As cicatrizes dos séculos de opressão ainda são visíveis: os salários dos brasileiros negros são, em média, cerca da metade do que os brancos recebem, os negros têm menor expectativa de vida e enfrentam a discriminação frequentemente.

"Isso não é um problema do passado, isso é um problema de hoje", disse uma das historiadoras, Martha Abreu, da Universidade Estadual do Rio de Janeiro (Uerj).

- "As desculpas são insuficientes" -

Este mês, os procuradores convocaram ativistas do movimento negro, funcionários governamentais e do Banco do Brasil para uma audiência pública na escola de samba Portela, símbolo do orgulho negro e da influência afro-brasileira na cultura nacional.

André Machado, gerente-executivo do Banco do Brasil, abriu o ato lendo um pedido de desculpas público pelo papel do banco no "processo histórico perverso" da escravidão.

A instituição enfatizou que sua atual diretora-executiva, Tarciana Medeiros, é a primeira mulher negra a ocupar esse cargo na história da empresa.

O banco apresentou planos para enfrentar a desigualdade, como financiamento para mulheres negras empreendedoras, planos de carreira acelerados para empregados negros e financiamento de pesquisas sobre questões raciais.

Mas o procurador da República Julio Araújo considerou "insuficientes" essas propostas, e disse à AFP que sua equipe continuará buscando reparações mais amplas.

Os participantes também ficaram desapontados.

"Quando a gente fala em reparação, não pode ser só um pedido de desculpas", disse à AFP Sílvia de Mendonça, ativista do Movimento Negro Unificado, de 62 anos.

Mendonça listou uma série de projetos que as comunidades negras esperam financiar com eventuais reparações: educação, cuidado infantil acessível, centros culturais, reforma policial, capacitação profissional.

"Não é necessariamente indenizar financeiramente, porque não adianta... Mas de alguma forma empoderar, capacitar, incluir e dialogar políticas públicas com essa população", acrescentou.

- Por trás das "impressões digitais" -

O Brasil foi o maior importador mundial de africanos durante o comércio transatlântico de escravizados.

Estima-se que 5,5 milhões de escravizados tenham sido trazidos entre os séculos XVI e XIX para o Brasil.

Os historiadores destacam os estreitos vínculos do Banco do Brasil com a escravidão.

Bernardino de Sá, seu maior acionista individual, foi um dos principais traficantes de escravizados do mundo, ao trazer 19.000 africanos para o Brasil entre 1825 e 1851, até mesmo depois da proibição do comércio em 1850.

O então diretor do banco, João Henrique Ulrich, começou como traficante de escravizados em Angola, enquanto João Pereira Darigue Faro, vice-presidente, vinha da família que mais possuía escravos na principal região produtora de café do Brasil, o Vale do Paraíba, no estado do Rio.
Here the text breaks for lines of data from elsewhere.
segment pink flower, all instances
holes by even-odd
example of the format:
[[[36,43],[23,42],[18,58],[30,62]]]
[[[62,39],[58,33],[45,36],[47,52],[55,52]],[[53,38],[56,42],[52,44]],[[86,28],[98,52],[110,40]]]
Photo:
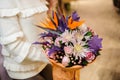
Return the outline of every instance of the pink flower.
[[[87,52],[85,59],[86,59],[88,62],[92,62],[92,60],[95,59],[95,55],[94,55],[92,52]]]
[[[64,66],[68,66],[68,63],[70,62],[70,59],[67,56],[64,56],[62,59],[62,64]]]
[[[65,51],[65,53],[67,53],[67,54],[72,54],[72,52],[73,52],[73,47],[72,47],[72,46],[66,46],[66,47],[64,47],[64,51]]]

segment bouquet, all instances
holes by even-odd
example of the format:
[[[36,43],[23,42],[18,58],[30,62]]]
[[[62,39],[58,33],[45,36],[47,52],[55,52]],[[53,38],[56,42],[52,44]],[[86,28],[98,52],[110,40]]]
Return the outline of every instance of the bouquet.
[[[102,39],[84,24],[76,12],[71,16],[52,13],[50,19],[38,27],[47,32],[40,34],[41,44],[48,57],[65,67],[86,66],[93,62],[102,48]]]
[[[48,55],[54,80],[79,80],[80,68],[100,55],[102,38],[84,24],[77,12],[71,16],[53,12],[37,26],[46,32],[34,44],[42,45]]]

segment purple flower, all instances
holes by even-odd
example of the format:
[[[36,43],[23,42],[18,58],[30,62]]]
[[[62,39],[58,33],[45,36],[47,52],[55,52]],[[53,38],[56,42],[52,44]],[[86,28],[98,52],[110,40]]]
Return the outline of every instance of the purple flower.
[[[59,19],[58,30],[63,33],[65,29],[68,29],[68,27],[63,17],[61,17],[61,19]]]
[[[49,33],[41,33],[40,34],[40,37],[42,37],[42,38],[44,38],[44,37],[54,37],[54,38],[56,38],[58,35],[56,35],[56,34],[53,34],[53,33],[51,33],[51,32],[49,32]]]
[[[50,56],[52,53],[55,53],[57,51],[60,51],[61,49],[58,47],[58,46],[53,46],[49,52],[48,52],[48,55]]]
[[[73,19],[74,21],[79,21],[80,17],[78,16],[78,14],[77,14],[76,11],[72,13],[72,19]]]
[[[98,38],[98,35],[95,35],[88,41],[88,46],[94,53],[96,53],[102,48],[101,42],[102,38]]]
[[[2,45],[0,44],[0,53],[2,52]]]

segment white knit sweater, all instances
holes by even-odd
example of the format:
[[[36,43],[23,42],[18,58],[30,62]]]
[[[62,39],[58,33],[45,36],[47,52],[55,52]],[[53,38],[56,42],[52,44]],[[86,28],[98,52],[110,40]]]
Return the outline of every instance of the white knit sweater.
[[[0,43],[11,78],[33,77],[49,62],[41,46],[32,44],[43,32],[34,24],[45,19],[45,4],[45,0],[0,0]]]

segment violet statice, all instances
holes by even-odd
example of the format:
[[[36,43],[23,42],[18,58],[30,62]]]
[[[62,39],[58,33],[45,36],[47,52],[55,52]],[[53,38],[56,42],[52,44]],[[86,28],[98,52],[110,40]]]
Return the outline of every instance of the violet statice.
[[[73,19],[74,21],[79,21],[80,17],[78,16],[78,14],[77,14],[76,11],[72,13],[72,19]]]
[[[88,41],[88,46],[94,53],[97,53],[102,48],[101,42],[102,42],[102,38],[98,38],[98,35],[94,35]]]

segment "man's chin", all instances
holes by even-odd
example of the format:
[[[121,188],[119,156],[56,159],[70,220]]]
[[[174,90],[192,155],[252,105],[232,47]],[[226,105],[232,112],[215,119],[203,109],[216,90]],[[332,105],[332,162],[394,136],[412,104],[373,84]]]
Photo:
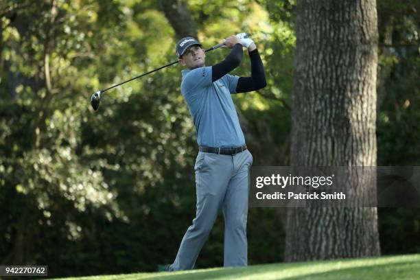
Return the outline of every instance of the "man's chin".
[[[204,67],[205,66],[206,66],[206,65],[205,65],[205,64],[204,62],[203,63],[199,63],[197,65],[193,66],[190,69],[195,69],[196,68]]]

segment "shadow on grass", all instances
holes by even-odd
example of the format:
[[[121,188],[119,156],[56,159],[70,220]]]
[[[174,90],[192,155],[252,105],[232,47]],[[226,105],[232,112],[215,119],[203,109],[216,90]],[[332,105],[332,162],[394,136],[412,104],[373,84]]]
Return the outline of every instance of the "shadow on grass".
[[[318,266],[323,266],[322,262],[314,264],[301,263],[284,264],[284,270],[282,265],[268,264],[258,266],[255,268],[244,269],[243,268],[220,268],[214,271],[191,270],[183,272],[182,274],[176,272],[171,275],[166,274],[161,276],[146,277],[145,279],[157,280],[177,280],[177,279],[420,279],[420,261],[401,260],[393,261],[390,264],[372,264],[371,266],[355,264],[354,267],[340,268],[339,265],[333,266],[323,269],[323,272],[311,272],[311,268],[320,270]],[[301,269],[305,272],[296,272]],[[320,268],[323,270],[323,268]],[[284,272],[284,273],[283,273]],[[292,274],[292,275],[290,275]],[[126,278],[125,279],[127,279]]]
O estudo também apontou como o Banco do Brasil utilizou seu capital - em grande parte procedente do comércio de escravizados - para financiar toda uma economia baseada na escravidão.
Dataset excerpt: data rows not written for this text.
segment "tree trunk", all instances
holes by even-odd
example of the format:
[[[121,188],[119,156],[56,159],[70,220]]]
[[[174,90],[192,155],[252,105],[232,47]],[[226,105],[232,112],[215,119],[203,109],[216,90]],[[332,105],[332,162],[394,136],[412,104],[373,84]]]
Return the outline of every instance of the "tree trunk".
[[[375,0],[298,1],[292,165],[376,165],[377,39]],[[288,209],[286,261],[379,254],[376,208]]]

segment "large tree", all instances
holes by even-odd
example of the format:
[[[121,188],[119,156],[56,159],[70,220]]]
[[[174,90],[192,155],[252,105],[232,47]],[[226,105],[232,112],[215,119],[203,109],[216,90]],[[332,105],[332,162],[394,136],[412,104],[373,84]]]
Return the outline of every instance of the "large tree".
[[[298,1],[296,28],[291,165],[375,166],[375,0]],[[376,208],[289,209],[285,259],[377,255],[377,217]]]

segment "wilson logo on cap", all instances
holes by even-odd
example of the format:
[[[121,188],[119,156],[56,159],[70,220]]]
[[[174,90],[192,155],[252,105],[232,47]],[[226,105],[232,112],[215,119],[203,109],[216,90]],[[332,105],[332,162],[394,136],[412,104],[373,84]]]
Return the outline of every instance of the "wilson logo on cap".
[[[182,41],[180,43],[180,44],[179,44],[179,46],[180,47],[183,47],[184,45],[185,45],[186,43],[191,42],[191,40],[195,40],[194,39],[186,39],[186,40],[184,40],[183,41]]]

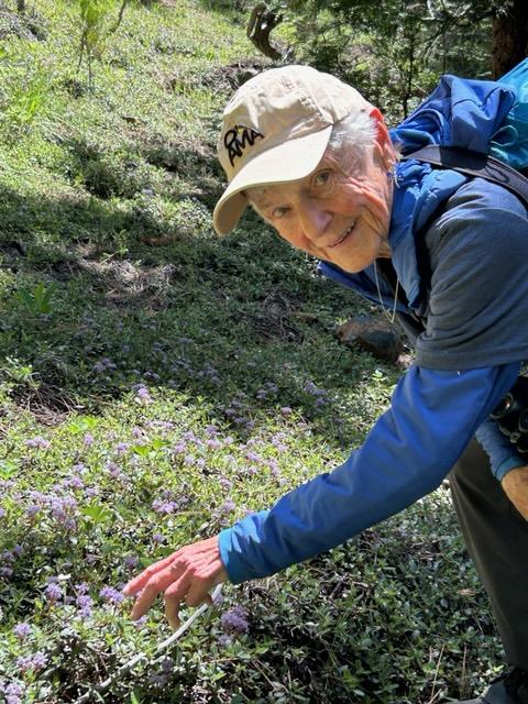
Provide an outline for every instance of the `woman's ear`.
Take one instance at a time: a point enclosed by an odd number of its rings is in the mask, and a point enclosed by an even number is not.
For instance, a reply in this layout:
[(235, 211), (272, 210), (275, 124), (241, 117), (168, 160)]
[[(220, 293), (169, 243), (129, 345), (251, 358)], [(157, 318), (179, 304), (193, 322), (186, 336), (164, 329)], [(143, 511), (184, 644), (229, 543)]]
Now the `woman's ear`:
[(394, 166), (396, 161), (396, 152), (394, 150), (391, 135), (388, 134), (387, 125), (383, 119), (383, 114), (377, 108), (373, 108), (369, 116), (376, 123), (376, 143), (380, 146), (383, 163), (387, 169)]

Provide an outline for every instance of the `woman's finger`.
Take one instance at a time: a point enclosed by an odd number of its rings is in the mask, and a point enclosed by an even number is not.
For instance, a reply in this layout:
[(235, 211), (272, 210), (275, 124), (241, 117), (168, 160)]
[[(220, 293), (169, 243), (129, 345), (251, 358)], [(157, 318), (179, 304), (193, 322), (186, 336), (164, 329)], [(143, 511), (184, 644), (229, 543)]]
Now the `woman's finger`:
[(133, 596), (134, 594), (138, 594), (138, 592), (141, 592), (153, 576), (155, 576), (158, 572), (174, 562), (176, 556), (177, 552), (173, 552), (173, 554), (169, 554), (168, 558), (148, 565), (146, 570), (143, 570), (143, 572), (141, 572), (138, 576), (135, 576), (133, 580), (130, 580), (130, 582), (125, 584), (125, 586), (123, 587), (123, 594), (125, 594), (127, 596)]

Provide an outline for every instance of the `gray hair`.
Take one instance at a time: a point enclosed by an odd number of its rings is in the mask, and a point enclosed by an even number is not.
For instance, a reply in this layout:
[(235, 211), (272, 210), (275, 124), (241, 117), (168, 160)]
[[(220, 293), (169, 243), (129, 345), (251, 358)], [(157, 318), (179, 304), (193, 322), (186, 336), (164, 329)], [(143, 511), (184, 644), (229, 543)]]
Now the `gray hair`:
[(350, 157), (363, 158), (375, 139), (376, 121), (366, 112), (356, 111), (334, 123), (327, 148), (338, 161), (340, 152)]
[[(352, 112), (333, 124), (324, 154), (348, 169), (366, 156), (376, 133), (376, 121), (370, 114)], [(265, 190), (266, 186), (253, 186), (244, 191), (253, 208), (256, 209), (253, 199), (262, 197)]]

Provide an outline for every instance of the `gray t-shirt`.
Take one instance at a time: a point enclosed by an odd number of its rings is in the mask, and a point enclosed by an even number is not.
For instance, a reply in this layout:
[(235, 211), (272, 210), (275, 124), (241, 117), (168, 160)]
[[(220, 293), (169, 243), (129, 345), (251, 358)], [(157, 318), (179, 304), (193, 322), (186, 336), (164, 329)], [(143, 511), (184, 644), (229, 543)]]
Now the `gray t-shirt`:
[(422, 237), (432, 276), (417, 364), (468, 370), (528, 359), (528, 212), (520, 200), (474, 178)]

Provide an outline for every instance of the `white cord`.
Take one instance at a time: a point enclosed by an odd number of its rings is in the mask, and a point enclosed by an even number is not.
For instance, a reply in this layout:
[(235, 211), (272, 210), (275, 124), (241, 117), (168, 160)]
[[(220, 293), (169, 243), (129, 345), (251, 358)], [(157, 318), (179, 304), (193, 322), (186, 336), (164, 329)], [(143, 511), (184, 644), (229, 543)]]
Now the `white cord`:
[(393, 310), (391, 311), (391, 314), (384, 306), (382, 292), (380, 290), (380, 282), (377, 280), (376, 260), (374, 260), (374, 278), (376, 279), (377, 297), (380, 298), (380, 302), (382, 305), (383, 315), (392, 324), (396, 320), (396, 306), (398, 304), (399, 278), (396, 277), (396, 290), (394, 292), (394, 304), (393, 304)]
Os negros não se tornaram apenas mão de obra, mas também ativos financeiros que garantiam empréstimos e geraram grandes riquezas.
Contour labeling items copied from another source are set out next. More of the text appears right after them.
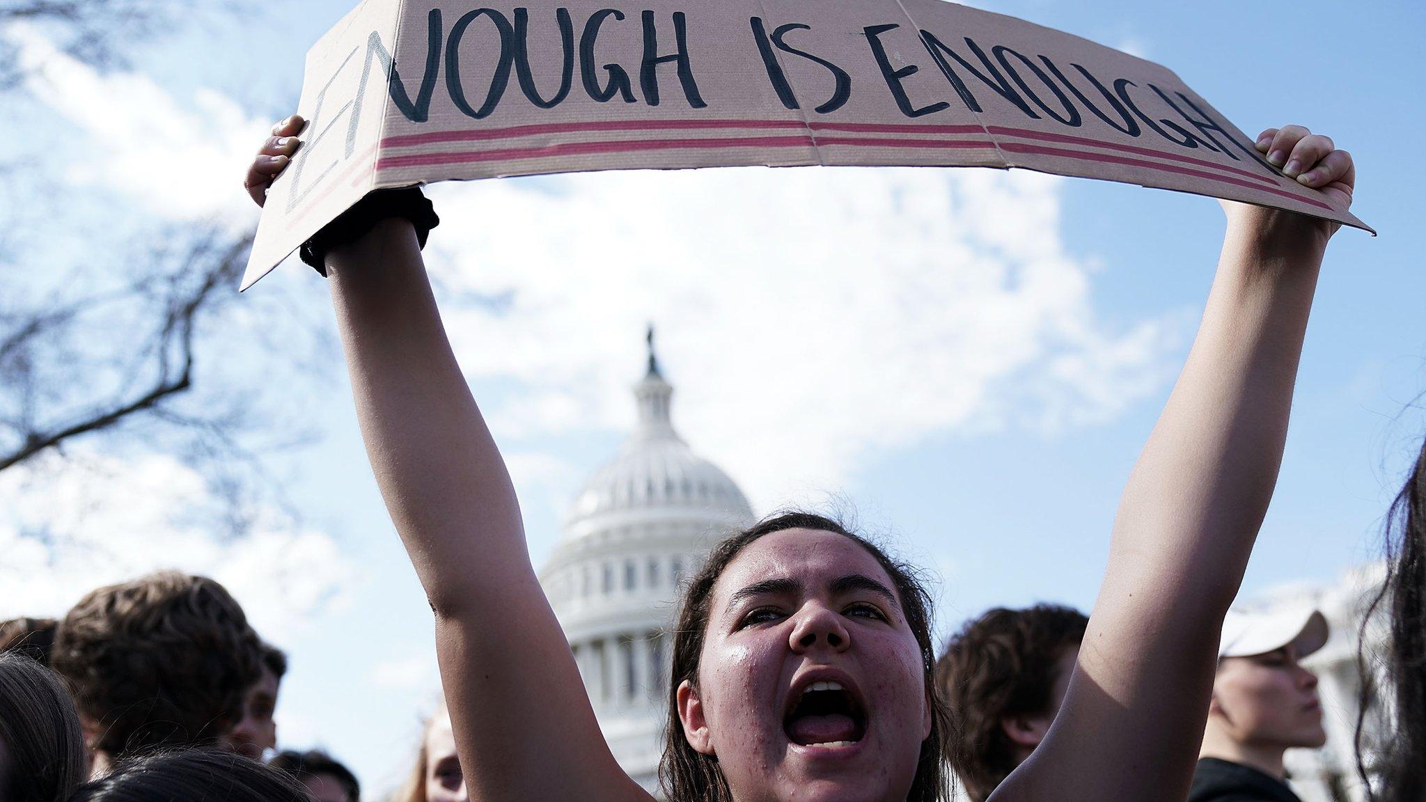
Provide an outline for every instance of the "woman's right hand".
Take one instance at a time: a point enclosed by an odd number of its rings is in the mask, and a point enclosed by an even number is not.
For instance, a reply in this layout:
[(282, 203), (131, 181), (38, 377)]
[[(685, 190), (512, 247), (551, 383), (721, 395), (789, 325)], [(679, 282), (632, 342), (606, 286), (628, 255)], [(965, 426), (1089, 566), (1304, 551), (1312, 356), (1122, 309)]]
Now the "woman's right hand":
[(307, 120), (298, 114), (272, 126), (272, 136), (262, 143), (262, 148), (248, 166), (247, 177), (242, 178), (242, 188), (248, 191), (252, 203), (258, 205), (267, 203), (267, 190), (272, 186), (272, 180), (291, 164), (292, 154), (301, 144), (297, 134), (304, 126), (307, 126)]

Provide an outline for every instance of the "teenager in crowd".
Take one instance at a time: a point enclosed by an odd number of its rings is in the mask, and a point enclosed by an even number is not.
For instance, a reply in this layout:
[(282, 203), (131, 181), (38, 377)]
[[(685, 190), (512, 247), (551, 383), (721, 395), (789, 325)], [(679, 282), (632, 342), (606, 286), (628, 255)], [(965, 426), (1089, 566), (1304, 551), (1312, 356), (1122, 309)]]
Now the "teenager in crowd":
[(302, 783), (312, 802), (361, 802), (356, 775), (321, 749), (278, 752), (268, 765)]
[(54, 648), (58, 624), (53, 618), (0, 621), (0, 652), (16, 652), (40, 665), (50, 665), (50, 649)]
[(262, 646), (222, 585), (168, 571), (80, 599), (51, 659), (103, 773), (128, 752), (218, 743), (258, 681)]
[(394, 802), (469, 802), (461, 758), (455, 753), (451, 714), (441, 709), (421, 728), (421, 749)]
[(127, 758), (70, 802), (311, 802), (288, 775), (232, 752), (198, 749)]
[(995, 608), (947, 644), (935, 662), (955, 734), (947, 759), (973, 802), (985, 802), (1045, 739), (1088, 624), (1068, 606)]
[(84, 736), (60, 679), (0, 654), (0, 801), (64, 802), (84, 782)]
[[(254, 160), (244, 183), (258, 203), (301, 126), (285, 120)], [(1332, 140), (1288, 127), (1258, 146), (1349, 203), (1355, 170)], [(1188, 791), (1215, 644), (1276, 482), (1338, 228), (1224, 205), (1228, 235), (1198, 338), (1129, 477), (1065, 702), (1000, 802), (1179, 802)], [(372, 193), (304, 255), (331, 277), (366, 451), (435, 614), (471, 796), (647, 801), (603, 741), (530, 564), (509, 472), (442, 328), (421, 258), (435, 223), (419, 190)], [(717, 545), (674, 631), (669, 796), (943, 799), (944, 709), (914, 577), (809, 515)]]
[[(1385, 702), (1389, 729), (1379, 753), (1368, 762), (1358, 719), (1358, 768), (1369, 779), (1373, 802), (1420, 802), (1426, 799), (1426, 445), (1416, 455), (1412, 474), (1386, 515), (1386, 579), (1372, 602), (1368, 621), (1383, 608), (1390, 635), (1385, 661)], [(1363, 642), (1363, 649), (1366, 644)], [(1362, 654), (1363, 676), (1378, 655)], [(1362, 684), (1360, 706), (1376, 708), (1378, 686)]]
[(238, 722), (224, 736), (228, 749), (254, 761), (261, 761), (268, 749), (277, 749), (277, 694), (287, 674), (282, 649), (262, 644), (262, 664), (258, 681), (242, 695)]
[(1315, 609), (1228, 614), (1189, 802), (1301, 802), (1282, 755), (1328, 742), (1318, 678), (1298, 662), (1326, 642)]

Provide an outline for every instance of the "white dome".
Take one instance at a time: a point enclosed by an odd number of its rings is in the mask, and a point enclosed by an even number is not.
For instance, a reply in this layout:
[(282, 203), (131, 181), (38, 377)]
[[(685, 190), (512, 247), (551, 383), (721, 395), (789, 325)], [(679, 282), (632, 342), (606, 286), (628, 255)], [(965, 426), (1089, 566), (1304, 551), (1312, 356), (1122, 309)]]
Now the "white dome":
[[(575, 497), (566, 534), (585, 531), (579, 524), (610, 512), (682, 512), (712, 519), (747, 519), (747, 497), (717, 465), (693, 454), (673, 431), (669, 400), (673, 387), (649, 365), (635, 387), (639, 428), (619, 454), (595, 471)], [(702, 517), (700, 515), (700, 517)]]
[(606, 512), (683, 507), (752, 517), (753, 509), (717, 465), (677, 438), (632, 441), (595, 471), (575, 497), (570, 522)]
[(753, 509), (717, 465), (673, 431), (649, 334), (639, 425), (575, 497), (539, 572), (599, 726), (619, 765), (656, 793), (673, 614), (680, 582)]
O debate vai além do Brasil: as nações africanas celebraram neste mês uma conferência pioneira sobre reparações pelo devastador legado da escravidão no continente.

O anfitrião, o presidente de Gana, Nana Akufo-Addo, apelou às nações africanas e caribenhas que se unam para exigir justiça dos países ocidentais.

Os historiadores planejam investigar outras empresas e famílias cuja riqueza atual esteja vinculada à escravidão, revelou Abreu.

"No Brasil, às vezes, parece que a escravidão aconteceu e ninguém participou, não tem as impressões digitais de ninguém", disse Araújo.

"É necessário pensar como a gente enxerga esse passado e como a gente olha no presente e no futuro dado esse crime contra a humanidade que aconteceu aqui. E aí é necessário pensar também em ações de reparação", concluiu.